Investments totaled €296 million for the quarter.

  • Sustaining capital expenditures remained stable at €53 million.
  • Development investments amounted to €243 million in the first quarter of 2013, representing investments in our on-going new cement plants projects in Russia and India as well as our fast-return new grinding capacities in the Philippines, Algeria and Brazil.

Going forward, we plan to continue to seize growth opportunities of our uniquely diversified portfolio, selectively investing in our core markets. This will include further debottlenecking or brownfield projects in emerging markets such as in India or Iraq as well as investments in North America to fully benefit from the upturn in this market, with notably the expansion project of our Exshaw plant near Calgary and the renovation of our Ravena plant in northeast US which supplies the New York market.

Additional information

The analyst presentation of results and the quarterly financial report, including the interim management report and the condensed consolidated financial statements are available on this website.


Notes to editors

A world leader in building materials, Lafarge employs 65,000 people in 64 countries, and posted sales of €15.8 billion in 2012. As a top-ranking player in its Cement, Aggregates and Concrete businesses, it contributes to the construction of cities around the world, through its innovative solutions providing them with more housing and making them more compact, more durable, more beautiful, and better connected. With the world's leading building materials research facility, Lafarge places innovation at the heart of its priorities in order to contribute to more sustainable construction and to better serve architectural creativity. Since 2010, the Lafarge Group has been part of the Dow Jones Sustainability World Index, the first global sustainability benchmark in recognition of its sustainable development actions.

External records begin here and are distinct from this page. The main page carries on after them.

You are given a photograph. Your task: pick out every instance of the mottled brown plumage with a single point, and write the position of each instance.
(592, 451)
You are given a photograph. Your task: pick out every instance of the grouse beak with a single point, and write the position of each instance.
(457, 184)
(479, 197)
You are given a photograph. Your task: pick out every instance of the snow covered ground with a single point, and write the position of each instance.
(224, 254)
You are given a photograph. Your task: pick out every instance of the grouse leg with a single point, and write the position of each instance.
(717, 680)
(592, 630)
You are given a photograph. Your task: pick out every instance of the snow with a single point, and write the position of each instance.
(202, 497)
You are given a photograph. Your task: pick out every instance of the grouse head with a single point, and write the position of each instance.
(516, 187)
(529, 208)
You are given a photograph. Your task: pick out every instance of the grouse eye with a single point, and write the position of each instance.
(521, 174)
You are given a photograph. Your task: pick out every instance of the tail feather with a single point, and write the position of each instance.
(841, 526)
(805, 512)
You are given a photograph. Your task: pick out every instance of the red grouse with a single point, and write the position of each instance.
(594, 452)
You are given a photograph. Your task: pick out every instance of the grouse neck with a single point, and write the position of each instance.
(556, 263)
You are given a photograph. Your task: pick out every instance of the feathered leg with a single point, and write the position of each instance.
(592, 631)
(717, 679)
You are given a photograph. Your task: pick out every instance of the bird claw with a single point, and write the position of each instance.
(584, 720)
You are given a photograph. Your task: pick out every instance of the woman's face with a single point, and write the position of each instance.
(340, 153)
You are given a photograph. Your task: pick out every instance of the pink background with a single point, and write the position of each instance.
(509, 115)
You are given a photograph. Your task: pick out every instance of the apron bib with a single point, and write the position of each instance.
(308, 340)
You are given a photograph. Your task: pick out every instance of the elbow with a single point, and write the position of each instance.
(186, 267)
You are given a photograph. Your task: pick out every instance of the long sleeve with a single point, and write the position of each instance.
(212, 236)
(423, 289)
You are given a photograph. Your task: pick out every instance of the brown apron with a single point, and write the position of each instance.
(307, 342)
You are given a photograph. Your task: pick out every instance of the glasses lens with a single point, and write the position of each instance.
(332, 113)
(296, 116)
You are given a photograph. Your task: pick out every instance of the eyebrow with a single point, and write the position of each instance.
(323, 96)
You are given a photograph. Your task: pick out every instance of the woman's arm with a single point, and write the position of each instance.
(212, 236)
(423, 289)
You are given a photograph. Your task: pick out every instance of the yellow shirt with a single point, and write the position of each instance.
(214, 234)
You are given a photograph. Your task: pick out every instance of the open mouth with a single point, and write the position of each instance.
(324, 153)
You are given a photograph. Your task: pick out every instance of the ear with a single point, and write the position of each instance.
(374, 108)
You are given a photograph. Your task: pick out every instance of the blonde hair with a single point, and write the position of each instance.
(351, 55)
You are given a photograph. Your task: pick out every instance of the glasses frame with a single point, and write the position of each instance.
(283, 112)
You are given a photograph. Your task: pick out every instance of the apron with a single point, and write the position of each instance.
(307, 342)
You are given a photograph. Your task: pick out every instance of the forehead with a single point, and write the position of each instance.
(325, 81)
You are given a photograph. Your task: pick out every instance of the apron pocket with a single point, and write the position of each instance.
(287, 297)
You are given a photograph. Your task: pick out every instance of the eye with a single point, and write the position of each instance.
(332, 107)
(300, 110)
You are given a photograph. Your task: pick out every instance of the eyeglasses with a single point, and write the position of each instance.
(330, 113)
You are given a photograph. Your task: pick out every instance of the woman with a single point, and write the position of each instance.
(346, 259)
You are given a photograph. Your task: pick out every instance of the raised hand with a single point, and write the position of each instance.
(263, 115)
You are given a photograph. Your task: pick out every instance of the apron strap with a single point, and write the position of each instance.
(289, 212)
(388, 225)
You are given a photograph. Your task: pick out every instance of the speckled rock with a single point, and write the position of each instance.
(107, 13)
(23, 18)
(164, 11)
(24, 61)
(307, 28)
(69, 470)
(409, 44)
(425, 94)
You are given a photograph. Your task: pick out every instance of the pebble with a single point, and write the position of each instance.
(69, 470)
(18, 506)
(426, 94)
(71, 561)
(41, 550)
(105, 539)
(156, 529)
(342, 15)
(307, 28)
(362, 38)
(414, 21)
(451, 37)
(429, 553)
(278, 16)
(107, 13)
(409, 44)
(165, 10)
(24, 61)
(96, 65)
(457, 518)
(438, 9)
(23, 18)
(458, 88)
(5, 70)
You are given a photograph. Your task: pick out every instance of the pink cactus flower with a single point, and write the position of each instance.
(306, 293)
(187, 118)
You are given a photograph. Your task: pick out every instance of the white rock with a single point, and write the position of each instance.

Important disclaimer - forward-looking statements:

This document contains forward-looking statements. Such forward-looking statements do not constitute forecasts regarding results or any other performance indicator, but rather trends or targets, as the case may be, including with respect to plans, initiatives, events, products, solutions and services, their development and potential. Although Lafarge believes that the expectations reflected in such forward-looking statements are based on reasonable assumptions as at the time of publishing this document, investors are cautioned that these statements are not guarantees of future performance. Actual results may differ materially from the forward-looking statements as a result of a number of risks and uncertainties, many of which are difficult to predict and generally beyond the control of Lafarge, including but not limited to the risks described in the Lafarge's annual report available on its Internet website ( and uncertainties related to the market conditions and the implementation of our plans. Accordingly, we caution you against relying on forward looking statements. Lafarge does not undertake to provide updates of these forward-looking statements.